According to some DOE cites I found on an oil company web site found here, (I know, but there’s probably no outright lies) the cost per BTU of natural gas was at the time around $4.25 cheaper per million BTU than electricity, but after the relative efficiencies of the systems are taken into account natural gas only works out to be around $0.35 cheaper.

Energy prices are extremely volitile. I work in an industry that generates its own electricity and steam from a variety of sources, including waste wood, oil, natural gas, coal, and recovery boilers used to fire byproducts of the pulping process. Those BTU bandits over on the power side do practically hour by hour comparisons and models to find out which source of energy is cheaper at any given time. Check with **Una Persson ** to see how complicated this can be.

YMMV depending on energy prices. You may also want to consider whether your refrigerator will last as long when used in this manner, because it sure isn’t designed for continuous use as a room heater.

Only if you have a time machine - what you just described is a larder.

What’s the difference between a pantry and a larder? My late granddad had a larder, but it was internal to the house.

My idea is something a bit more high-tech, with a solar-powered dehumidifier, flaps (madam!) that open and close based on temperature, and a fridge-style cooling unit for the warmer months.
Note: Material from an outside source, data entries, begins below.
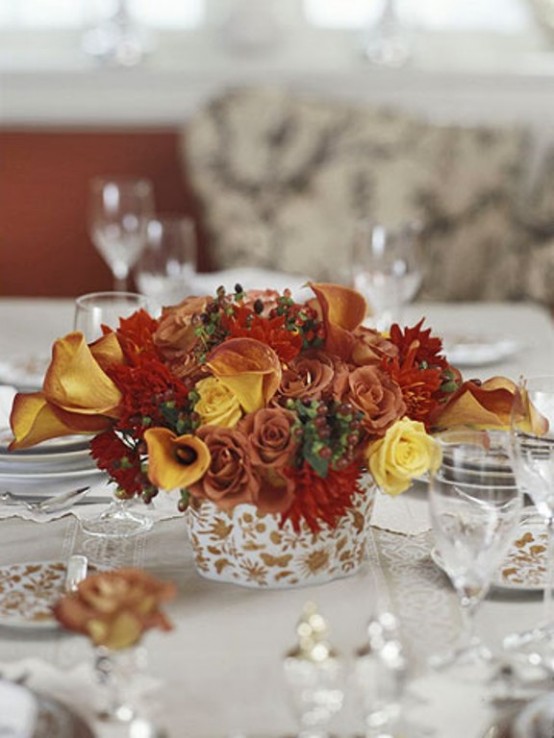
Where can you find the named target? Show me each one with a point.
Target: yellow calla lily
(33, 420)
(75, 381)
(342, 311)
(249, 369)
(77, 397)
(488, 405)
(175, 461)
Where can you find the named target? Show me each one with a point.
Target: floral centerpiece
(254, 398)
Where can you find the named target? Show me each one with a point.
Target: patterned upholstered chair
(282, 179)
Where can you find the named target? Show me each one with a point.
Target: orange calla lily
(343, 310)
(75, 381)
(249, 369)
(33, 420)
(488, 405)
(175, 461)
(77, 397)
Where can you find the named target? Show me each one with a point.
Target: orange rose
(269, 433)
(175, 336)
(115, 608)
(230, 479)
(308, 375)
(377, 396)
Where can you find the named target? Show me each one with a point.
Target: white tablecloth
(221, 666)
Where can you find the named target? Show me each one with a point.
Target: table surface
(220, 668)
Larder and pantry are more or less synonyms, but pantries sometimes incorporate storage for cookware, whereas larders are usually for the storage of food only. There are also contexts in which a pantry is actually a small self-contained kitchen.
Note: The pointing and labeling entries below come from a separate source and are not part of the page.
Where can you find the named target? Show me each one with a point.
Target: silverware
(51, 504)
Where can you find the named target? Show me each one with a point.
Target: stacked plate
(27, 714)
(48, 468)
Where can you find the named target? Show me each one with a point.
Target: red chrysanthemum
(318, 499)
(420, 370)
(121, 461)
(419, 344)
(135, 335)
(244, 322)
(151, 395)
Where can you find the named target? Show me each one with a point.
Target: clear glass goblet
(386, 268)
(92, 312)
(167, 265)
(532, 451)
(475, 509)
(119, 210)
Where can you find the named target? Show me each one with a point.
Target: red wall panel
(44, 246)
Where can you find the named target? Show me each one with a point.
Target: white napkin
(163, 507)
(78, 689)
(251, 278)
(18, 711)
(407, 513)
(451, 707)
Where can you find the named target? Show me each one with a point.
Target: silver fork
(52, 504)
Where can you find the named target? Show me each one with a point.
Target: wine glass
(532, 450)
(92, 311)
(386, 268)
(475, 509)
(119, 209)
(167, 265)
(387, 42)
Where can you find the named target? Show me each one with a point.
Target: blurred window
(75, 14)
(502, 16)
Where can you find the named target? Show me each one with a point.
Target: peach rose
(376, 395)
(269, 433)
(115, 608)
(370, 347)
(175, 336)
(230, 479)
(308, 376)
Some of what you’re proposing does sound novel, but the idea of a closet vented to the outdoors isn’t a new one. The larders in some older houses are built that way - thick walls, and a louvred or gauze-glazed window to the outside (on a north-facing wall).

I was going to suggest it might be more efficient installing a fridge with the pipes run through a wall to the radiator coils fitted on the external wall - certainly it would cool quicker that way, in winter, as fridges are all about achieving a given temperature difference between the coils and the inside. But… you’d be throwing away heat that would otherwise warm the room, which is desirable in winter (and of course is what all of this is about). I can’t quite work out whether it would be a saving to have the fridge working less hard by dumping its heat outdoors, or by allowing that heat to warm the room a tiny bit, at the expense of running the fridge harder and for longer.
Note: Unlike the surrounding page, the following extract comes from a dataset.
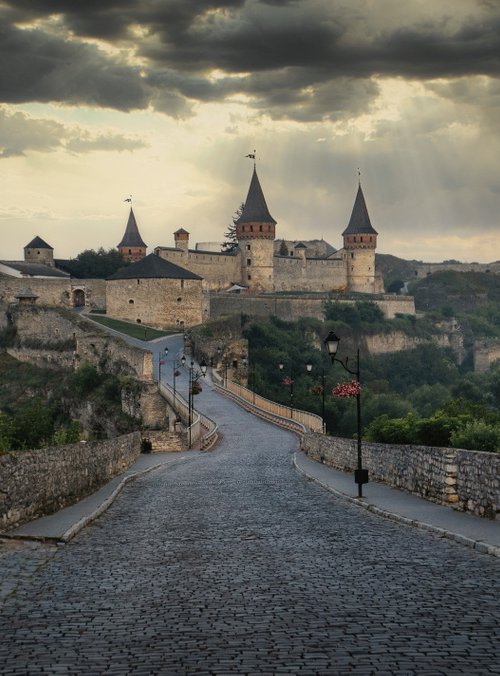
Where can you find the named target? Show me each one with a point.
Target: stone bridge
(232, 563)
Then what do you do in the summer, when the wall is hot? Perhaps you could design this as slide-out modules - switch out the fridge and pop in an oven module? :wink:

In a modern house, you’d have insulated cavity walls, and thick, insulated, movable flaps (madam!).

ETA: “pop in an oven module?” That’s a very good idea, too. Have the oven on an external wall too to save a few degrees of heating. Except with a British summer that wouldn’t really make a difference… :frowning:

This comes back to the same question as above about how you get your heat and what the energy prices are. Then, too, a heating system installed for use as a heating system will hopefully put the heat more where you want it and less where it doesn’t matter as much, which a resistance heater plopped into the middle of your kitchen probably won’t do. So all told, it’s almost certainly more energy-efficient to take advantage of the cold outside, if the construction cost isn’t an issue.